Member of the Pennsylvania House of Representatives from the 106th district
- In office January 1, 1991 – November 30, 2002
- Preceded by: Rudolph Dinnini
- Succeeded by: John D. Payne

Personal details
- Born: October 29, 1944 (age 81) Harrisburg, Pennsylvania
- Party: Republican
- Spouse: Meredith E.
- Alma mater: Lebanon Valley College Temple University

= Frank Tulli =

American politician

Frank "Chick" Tulli, Jr. (born October 29, 1944) is a former Republican member of the Pennsylvania House of Representatives.

==Biography==
Tulli is a 1962 graduate of Hershey High School and a 1966 graduate of Lebanon Valley College. He earned an M.S. degree from Temple University in 1969.

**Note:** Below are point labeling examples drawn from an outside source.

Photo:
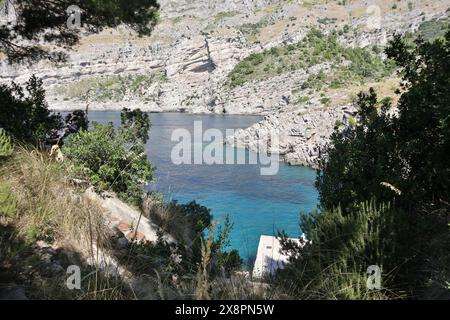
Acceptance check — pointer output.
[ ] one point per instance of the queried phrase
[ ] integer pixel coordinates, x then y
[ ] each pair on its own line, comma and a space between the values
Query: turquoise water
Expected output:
256, 204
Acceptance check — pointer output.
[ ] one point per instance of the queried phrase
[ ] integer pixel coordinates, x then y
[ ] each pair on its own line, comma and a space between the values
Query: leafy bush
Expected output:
6, 147
8, 201
111, 160
25, 115
400, 159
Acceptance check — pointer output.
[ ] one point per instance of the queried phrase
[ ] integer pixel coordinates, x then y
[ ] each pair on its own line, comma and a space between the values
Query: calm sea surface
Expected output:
256, 204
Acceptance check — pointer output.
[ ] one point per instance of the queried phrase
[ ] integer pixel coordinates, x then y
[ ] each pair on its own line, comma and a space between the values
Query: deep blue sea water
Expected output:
256, 204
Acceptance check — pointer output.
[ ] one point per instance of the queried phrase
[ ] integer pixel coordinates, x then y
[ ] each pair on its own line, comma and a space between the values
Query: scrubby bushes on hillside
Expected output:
315, 48
398, 159
24, 114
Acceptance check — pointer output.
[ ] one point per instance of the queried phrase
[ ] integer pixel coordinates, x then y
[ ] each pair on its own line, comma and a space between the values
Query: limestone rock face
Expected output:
185, 63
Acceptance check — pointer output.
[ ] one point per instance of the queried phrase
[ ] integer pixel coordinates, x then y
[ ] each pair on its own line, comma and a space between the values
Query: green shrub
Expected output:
8, 201
6, 147
333, 264
24, 114
111, 160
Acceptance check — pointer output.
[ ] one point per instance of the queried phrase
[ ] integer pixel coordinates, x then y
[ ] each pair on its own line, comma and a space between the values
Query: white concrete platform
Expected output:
269, 258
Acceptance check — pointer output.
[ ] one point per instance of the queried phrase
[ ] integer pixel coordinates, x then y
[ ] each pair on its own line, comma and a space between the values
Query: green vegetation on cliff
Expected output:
347, 65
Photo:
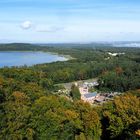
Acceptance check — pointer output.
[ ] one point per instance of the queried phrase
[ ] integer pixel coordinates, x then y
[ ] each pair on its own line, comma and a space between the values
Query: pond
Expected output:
29, 58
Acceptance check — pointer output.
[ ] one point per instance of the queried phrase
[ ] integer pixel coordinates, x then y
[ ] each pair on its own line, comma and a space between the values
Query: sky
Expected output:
69, 21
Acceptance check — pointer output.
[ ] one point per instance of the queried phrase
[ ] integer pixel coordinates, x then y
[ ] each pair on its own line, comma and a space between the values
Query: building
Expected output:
89, 97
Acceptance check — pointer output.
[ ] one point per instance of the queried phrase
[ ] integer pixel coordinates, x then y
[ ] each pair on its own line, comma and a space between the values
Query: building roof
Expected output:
89, 95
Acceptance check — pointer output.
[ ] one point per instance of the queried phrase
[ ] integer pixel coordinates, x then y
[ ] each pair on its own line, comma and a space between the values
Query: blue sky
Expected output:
52, 21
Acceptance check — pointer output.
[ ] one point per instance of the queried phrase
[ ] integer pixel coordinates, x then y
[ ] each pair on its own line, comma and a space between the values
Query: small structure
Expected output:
89, 97
83, 90
100, 99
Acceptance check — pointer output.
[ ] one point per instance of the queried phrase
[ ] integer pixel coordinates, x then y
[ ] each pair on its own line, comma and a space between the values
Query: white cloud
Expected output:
26, 25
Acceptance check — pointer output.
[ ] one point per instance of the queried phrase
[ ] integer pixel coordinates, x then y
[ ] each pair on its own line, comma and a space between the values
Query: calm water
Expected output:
11, 58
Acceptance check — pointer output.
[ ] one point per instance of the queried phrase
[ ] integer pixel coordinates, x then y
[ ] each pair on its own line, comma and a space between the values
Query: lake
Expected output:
18, 58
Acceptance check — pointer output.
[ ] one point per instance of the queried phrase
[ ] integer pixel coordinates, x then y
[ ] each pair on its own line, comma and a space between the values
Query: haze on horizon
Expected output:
54, 21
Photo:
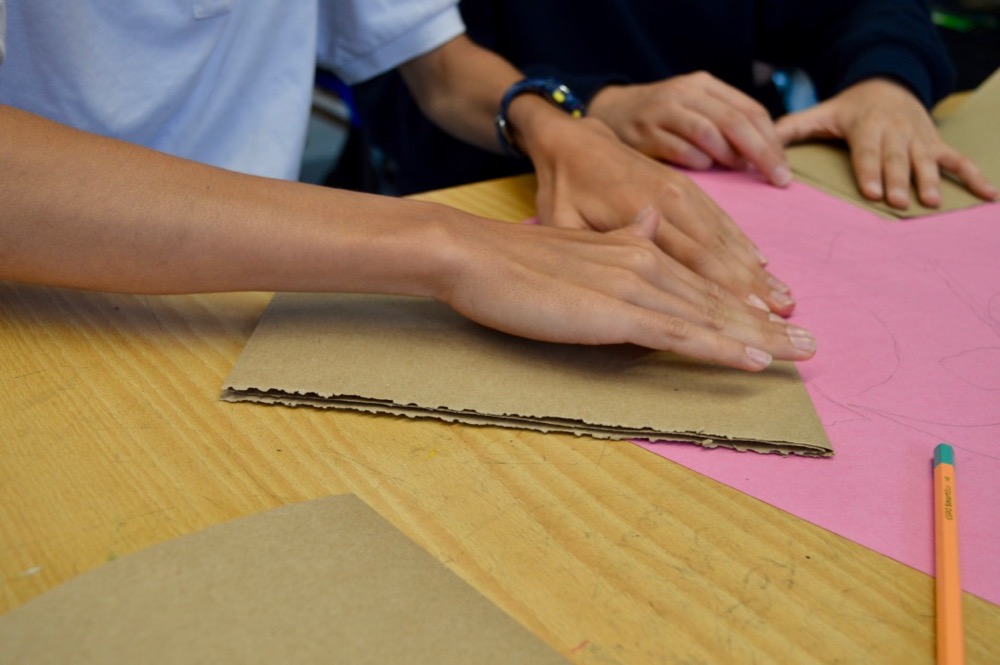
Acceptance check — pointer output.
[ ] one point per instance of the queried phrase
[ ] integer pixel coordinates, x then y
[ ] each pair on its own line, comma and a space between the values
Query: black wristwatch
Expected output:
549, 89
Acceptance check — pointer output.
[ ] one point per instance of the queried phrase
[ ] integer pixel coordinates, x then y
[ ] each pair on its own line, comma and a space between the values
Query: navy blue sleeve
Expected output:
841, 42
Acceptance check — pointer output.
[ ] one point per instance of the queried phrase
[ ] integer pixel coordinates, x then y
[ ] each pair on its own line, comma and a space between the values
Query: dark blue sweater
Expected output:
589, 43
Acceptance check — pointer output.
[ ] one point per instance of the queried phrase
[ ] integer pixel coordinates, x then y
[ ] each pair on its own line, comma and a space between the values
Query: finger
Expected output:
866, 158
926, 175
702, 124
714, 262
812, 123
896, 169
707, 328
702, 220
968, 174
749, 131
671, 146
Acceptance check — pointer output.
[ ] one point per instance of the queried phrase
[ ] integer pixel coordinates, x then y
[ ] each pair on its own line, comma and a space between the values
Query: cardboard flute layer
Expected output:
415, 357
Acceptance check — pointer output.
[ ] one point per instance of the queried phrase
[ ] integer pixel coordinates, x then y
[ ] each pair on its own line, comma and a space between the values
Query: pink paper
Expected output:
907, 317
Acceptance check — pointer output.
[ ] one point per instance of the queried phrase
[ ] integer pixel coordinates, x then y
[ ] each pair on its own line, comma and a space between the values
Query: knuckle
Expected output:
678, 329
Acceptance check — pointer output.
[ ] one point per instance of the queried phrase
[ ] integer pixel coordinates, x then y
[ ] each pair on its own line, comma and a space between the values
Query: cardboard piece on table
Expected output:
416, 357
318, 582
972, 130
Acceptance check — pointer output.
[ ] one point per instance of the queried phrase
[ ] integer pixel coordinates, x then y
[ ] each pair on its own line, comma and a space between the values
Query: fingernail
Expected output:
777, 285
899, 195
782, 299
781, 176
759, 358
757, 302
802, 339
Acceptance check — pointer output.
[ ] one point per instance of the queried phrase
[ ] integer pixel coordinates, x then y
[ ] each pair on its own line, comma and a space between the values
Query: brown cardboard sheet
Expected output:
973, 129
416, 357
325, 581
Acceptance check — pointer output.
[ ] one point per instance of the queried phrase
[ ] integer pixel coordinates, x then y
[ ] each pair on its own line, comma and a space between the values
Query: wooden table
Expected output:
112, 438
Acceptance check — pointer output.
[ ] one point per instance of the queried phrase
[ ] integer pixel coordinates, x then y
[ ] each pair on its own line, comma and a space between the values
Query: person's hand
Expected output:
588, 178
893, 142
580, 286
695, 121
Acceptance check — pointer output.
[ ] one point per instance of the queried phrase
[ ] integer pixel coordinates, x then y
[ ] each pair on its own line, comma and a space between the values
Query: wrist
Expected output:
510, 120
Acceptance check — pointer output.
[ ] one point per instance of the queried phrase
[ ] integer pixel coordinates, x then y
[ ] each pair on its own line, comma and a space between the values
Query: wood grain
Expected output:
112, 438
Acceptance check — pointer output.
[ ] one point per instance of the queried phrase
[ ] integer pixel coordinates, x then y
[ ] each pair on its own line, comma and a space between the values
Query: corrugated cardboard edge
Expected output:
512, 421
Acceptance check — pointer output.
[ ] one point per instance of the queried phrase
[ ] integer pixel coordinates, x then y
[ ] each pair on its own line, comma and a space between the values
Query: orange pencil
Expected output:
948, 585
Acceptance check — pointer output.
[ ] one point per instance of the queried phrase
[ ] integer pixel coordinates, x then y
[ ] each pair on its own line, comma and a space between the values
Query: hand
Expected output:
694, 121
892, 140
587, 178
578, 286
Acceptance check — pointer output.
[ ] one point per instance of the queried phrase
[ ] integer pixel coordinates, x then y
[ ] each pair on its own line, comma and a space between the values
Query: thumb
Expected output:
643, 225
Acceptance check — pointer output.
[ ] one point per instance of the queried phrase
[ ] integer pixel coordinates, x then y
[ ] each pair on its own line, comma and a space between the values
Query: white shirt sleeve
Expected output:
360, 39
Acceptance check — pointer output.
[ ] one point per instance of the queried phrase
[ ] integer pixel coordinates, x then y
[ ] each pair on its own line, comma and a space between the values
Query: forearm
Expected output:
459, 87
89, 212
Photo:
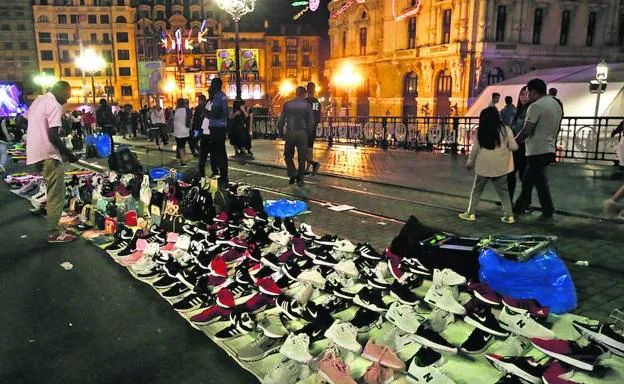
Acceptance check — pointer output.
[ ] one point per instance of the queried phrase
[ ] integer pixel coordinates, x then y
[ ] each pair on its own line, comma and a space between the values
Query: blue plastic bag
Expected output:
544, 278
285, 208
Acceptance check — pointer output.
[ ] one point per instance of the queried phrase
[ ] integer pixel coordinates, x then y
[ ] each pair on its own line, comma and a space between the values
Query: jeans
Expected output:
535, 175
296, 139
54, 178
500, 184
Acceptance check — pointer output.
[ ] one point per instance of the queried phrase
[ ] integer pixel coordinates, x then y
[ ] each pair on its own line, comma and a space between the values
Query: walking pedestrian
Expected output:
46, 150
539, 133
491, 158
316, 110
298, 117
181, 129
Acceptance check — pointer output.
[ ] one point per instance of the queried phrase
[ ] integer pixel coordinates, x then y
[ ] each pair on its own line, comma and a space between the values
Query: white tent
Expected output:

Prior to elective office, he taught government in public schools for seven years and owned and operated a chain of Naturalizer shoe stores.

He was first elected to represent the 106th legislative district in the Pennsylvania House of Representatives in 1990. The leading legislative force behind the deregulation of Pennsylvania's electric utility industry, Tulli retired in May 2002, shortly after winning the Republican nomination in the 2002 primary election.

He is currently the chief executive officer at Greenlee Partners, a Harrisburg-based lobbying group.